Ruth and Matt are up against what a friend of Rosa's calls "this woman and ambition thing," the sense that a woman, "however successful, she's afraid that makes her unlovable." In an e-mail to her friend Laura, Ruth asks: "We praise children now until they can't take failure of the smallest kind, so why can't we praise women for being good at things that aren't traditionally female? Why do women always, always have to be the givers? And if they stop giving, even for a minute, why is there this unspoken accusation that they have somehow surrendered on being truly female?"
While Ruth wrestles with this dilemma, Matt moves back in with his parents. Edie welcomes him back -- once again she can be Mummy! -- but Russell isn't happy at all. "I thought only the royal family continued to live with their parents when adult," he says. "Oh, and Italians." But that is only the beginning. To her astonishment, Edie gets a job as Mrs. Alving in Ibsen's "Ghosts" -- the production isn't West End, but London's equivalent of off-Broadway -- and takes under her wing Lazlo, the young man playing Osvald, "all skin and bone and burning passion, and not a penny to his name." She invites him to move into her house, and he accepts.
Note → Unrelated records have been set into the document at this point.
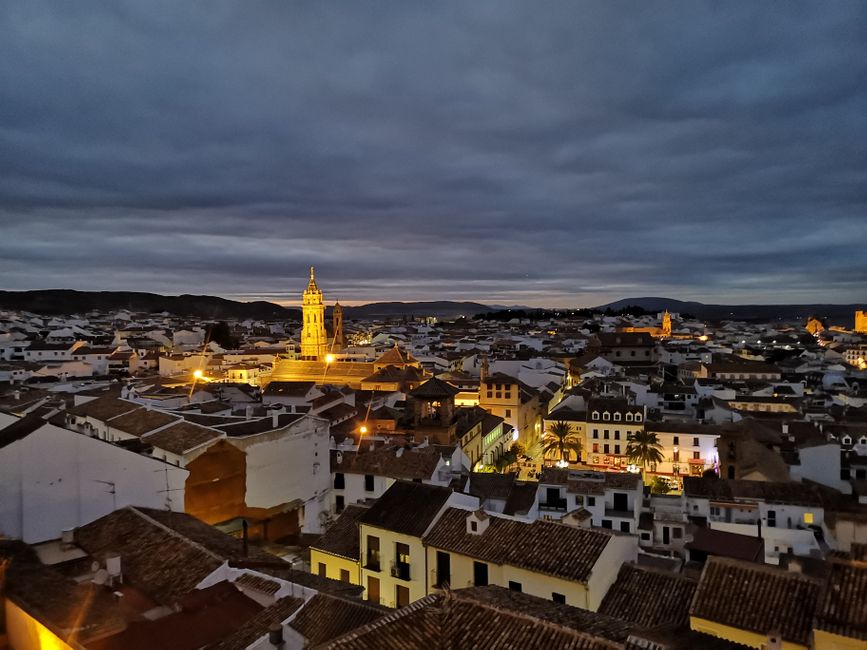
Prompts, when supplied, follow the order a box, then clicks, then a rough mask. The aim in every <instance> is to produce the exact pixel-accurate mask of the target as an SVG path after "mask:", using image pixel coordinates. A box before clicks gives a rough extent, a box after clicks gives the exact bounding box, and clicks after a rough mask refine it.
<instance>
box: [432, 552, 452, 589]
mask: <svg viewBox="0 0 867 650" xmlns="http://www.w3.org/2000/svg"><path fill="white" fill-rule="evenodd" d="M451 581H452V557H451V555H449V554H448V553H445V552H444V551H437V582H436V584H435V585H434V586H435V587H443V586H445V585H447V584H449V583H450V582H451Z"/></svg>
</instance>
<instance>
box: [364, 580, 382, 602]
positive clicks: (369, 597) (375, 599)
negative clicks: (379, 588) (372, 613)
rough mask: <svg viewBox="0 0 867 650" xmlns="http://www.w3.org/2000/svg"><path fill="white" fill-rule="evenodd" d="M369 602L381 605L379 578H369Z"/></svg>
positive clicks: (368, 585) (368, 590)
mask: <svg viewBox="0 0 867 650" xmlns="http://www.w3.org/2000/svg"><path fill="white" fill-rule="evenodd" d="M367 600H369V601H370V602H372V603H379V578H374V577H373V576H368V577H367Z"/></svg>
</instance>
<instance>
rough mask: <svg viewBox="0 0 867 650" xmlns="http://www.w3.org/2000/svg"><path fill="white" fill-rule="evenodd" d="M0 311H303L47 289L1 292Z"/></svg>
mask: <svg viewBox="0 0 867 650" xmlns="http://www.w3.org/2000/svg"><path fill="white" fill-rule="evenodd" d="M0 309H15V310H20V311H30V312H34V313H36V314H45V315H63V314H80V313H84V312H88V311H91V310H94V309H97V310H100V311H107V312H110V311H118V310H121V309H128V310H129V311H137V312H147V313H160V312H164V311H165V312H169V313H170V314H175V315H178V316H192V317H196V318H205V319H239V320H244V319H247V318H253V319H257V320H268V319H285V320H300V319H301V311H300V310H298V309H288V308H286V307H281V306H280V305H275V304H274V303H271V302H265V301H261V300H260V301H256V302H237V301H234V300H226V299H225V298H217V297H216V296H192V295H188V294H185V295H182V296H161V295H159V294H156V293H141V292H137V291H75V290H72V289H45V290H39V291H0Z"/></svg>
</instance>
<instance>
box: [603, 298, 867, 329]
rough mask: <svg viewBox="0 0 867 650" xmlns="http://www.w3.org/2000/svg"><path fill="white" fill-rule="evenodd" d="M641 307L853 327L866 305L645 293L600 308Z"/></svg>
mask: <svg viewBox="0 0 867 650" xmlns="http://www.w3.org/2000/svg"><path fill="white" fill-rule="evenodd" d="M629 306H635V307H641V308H642V309H646V310H648V311H662V310H664V309H668V310H669V311H671V312H676V313H684V314H692V315H693V316H695V317H696V318H699V319H702V320H711V321H718V320H741V321H749V322H757V323H759V322H761V323H766V322H772V321H802V320H804V319H806V318H807V317H808V316H817V317H819V318H821V319H823V320H827V321H829V322H831V323H833V324H836V325H844V326H847V327H851V326H852V325H853V322H854V320H855V310H856V309H863V306H862V305H857V304H851V305H831V304H821V303H815V304H803V305H713V304H704V303H701V302H684V301H682V300H674V299H672V298H658V297H641V298H625V299H623V300H617V301H615V302H611V303H608V304H606V305H600V306H599V307H597V309H606V308H611V309H615V310H616V309H623V308H624V307H629Z"/></svg>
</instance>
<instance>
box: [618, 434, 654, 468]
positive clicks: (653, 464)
mask: <svg viewBox="0 0 867 650" xmlns="http://www.w3.org/2000/svg"><path fill="white" fill-rule="evenodd" d="M626 457H627V458H628V459H629V462H630V463H635V464H636V465H641V467H642V475H644V474H645V473H646V472H647V466H648V465H656V464H657V463H661V462H662V461H663V456H662V445H661V444H660V442H659V437H658V436H657V435H656V434H655V433H653V432H652V431H636V432H635V433H634V434H632V436H631V437H630V438H629V443H628V444H627V445H626Z"/></svg>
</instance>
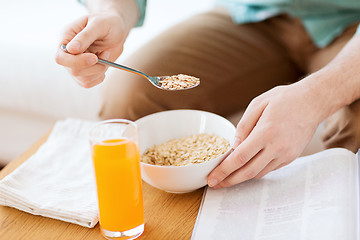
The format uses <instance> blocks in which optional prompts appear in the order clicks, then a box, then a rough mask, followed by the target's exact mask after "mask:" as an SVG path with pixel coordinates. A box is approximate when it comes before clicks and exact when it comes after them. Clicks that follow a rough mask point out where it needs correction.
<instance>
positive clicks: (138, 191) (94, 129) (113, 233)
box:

Then Ben and Naomi have a bit of a falling-out, and suddenly the house has five people in it, with another -- Rosa -- longing to join them.
It is Russell's nightmare -- "Sometimes," he says, "I get the feeling that I'm living in one of those unfunny family comedy series on television" -- and Edie's dream, or, at least, so she thinks, until she and the young people finally understand that the old house has changed, that they have changed, that she has another life to live.
It is Ruth who brings the message home to her when, arriving to deliver a piece of important news, she tells Edie: "I think that women after their families have gone are pretty unstoppable. . . . The classic reproach, the one about women promoting themselves at the expense of people who need their care, doesn't apply to you. Not anymore."
That this eye-opening message is delivered to Edie by a woman two decades younger than she comes as something of a shock -- to her if not to the reader -- but it is the truth. As, for that matter, is everything else in this entirely grown-up and entirely believable novel.